E um medo que me atingiu na frente, no peito, bem no meio. Derreti no chão, ali dentro, no ônibus. Me aliei àquele outro corpo, estendido na calçada – a primeira queda de Cristo –, e o sangue vermelho-escuro escorreu quase-preto pro asfalto. E a calçada, as buzinas, um tanto assim de gente. Vozes. Gritos. Pessoas correndo e um agudo no ouvido.

Outro disparo, o segundo.

Um zunido. O céu que se fechava. Uma mulher gritou desesperada e os meus ossos afundaram o piso de lata. Minha cabeça – meu Deus! O meu medo. E os meus olhos viram o abismo e imaginaram a carne fresca estendida. Meu estômago gritou como um raio. Parecia um nó em mim. A vontade de vomitar e um frio que descia pela mão feita em suor. Meus pés dormentes, meu sangue encostado, gelado, sem circular. Meus olhos cerrados. “Ave Maria”, cheio de tudo. Cheio da minha noite sem dormir. Saudade da vida. Saudade de casa. Vontade da cama. De abraçar o meu pai. Vontade assim, de querer continuar. De querer existir. De sumir. De abraçar Cristo, como a mãe de tudo. Como a mãe deles. Ou como o próprio Cristo se abraçaria.

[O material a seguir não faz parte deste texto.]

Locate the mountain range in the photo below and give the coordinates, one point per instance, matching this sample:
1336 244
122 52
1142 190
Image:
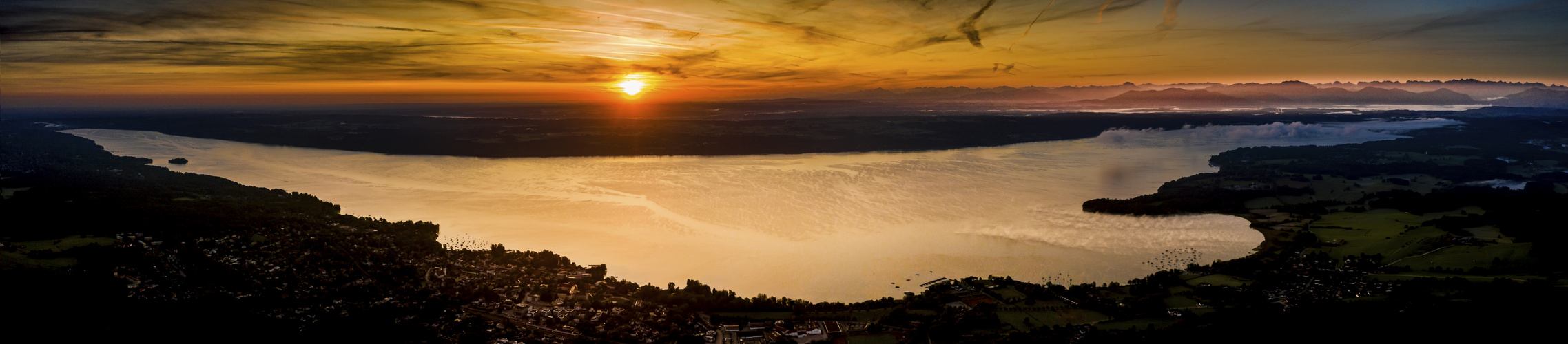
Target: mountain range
1246 94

Terceiro, quase um quarto.

Qual idade? Qual signo? Qual porta? Que chave, qual destino? Um número? Mais um, menos um. Mais um, menos vivo. Menos, mais – quem se importa? No meio da Treze de Maio, nove da manhã, um outro assassinado. Mais sangue, mais ossos. Menos Alices, mais medo, mais medo em mim. Mais medo. Mais medo de me arriscar. O medo de parir. Medo de pôr gente no mundo. E da desgraça de um possível adeus.

Um último.

E os dois ladrões crucificados. O ônibus dobrou na esquina. Continuei deitado. O corpo estava lá, morto, no meio de tudo, com quatro balas na cabeça. A mulher falava histericamente, sem parar. Meu vidro resistiu. Minha cabeça ali, meu corpo inteiro. Meu sonho de vitória. A morte do outro. Uma escapatória. Pensei em tanto. Não pensei nada. Respirei. Senti que estava vivo. Senti. Meu Deus – Deus. Três pensamentos repentinos. Esqueci tudo. Um piano. Uma lágrima. A garganta seca. Meu Deus – eu. Ele, quem é? O que foi feito de tudo? Qual sangue alimentou a calçada? Sangue. Divino. Impuro. Era noite no Japão. O mistério pousou sobre a vida. Não pensei. Pensei. Soltei o ar com a graça de dizer que eu vivo. Como Cristo. Como ele. Como um. Foi. Então. Um anticristo. Um ladrão. Americano. Brasileiro. Comum. 2004010115018. Que vive e morre. “Agora e na hora da nossa morte”. Viveu. Que foi e que é. Que permaneceu. E adormeceu no seu último suspiro – num parto, num dia. Num último dia. Num grito de Deus.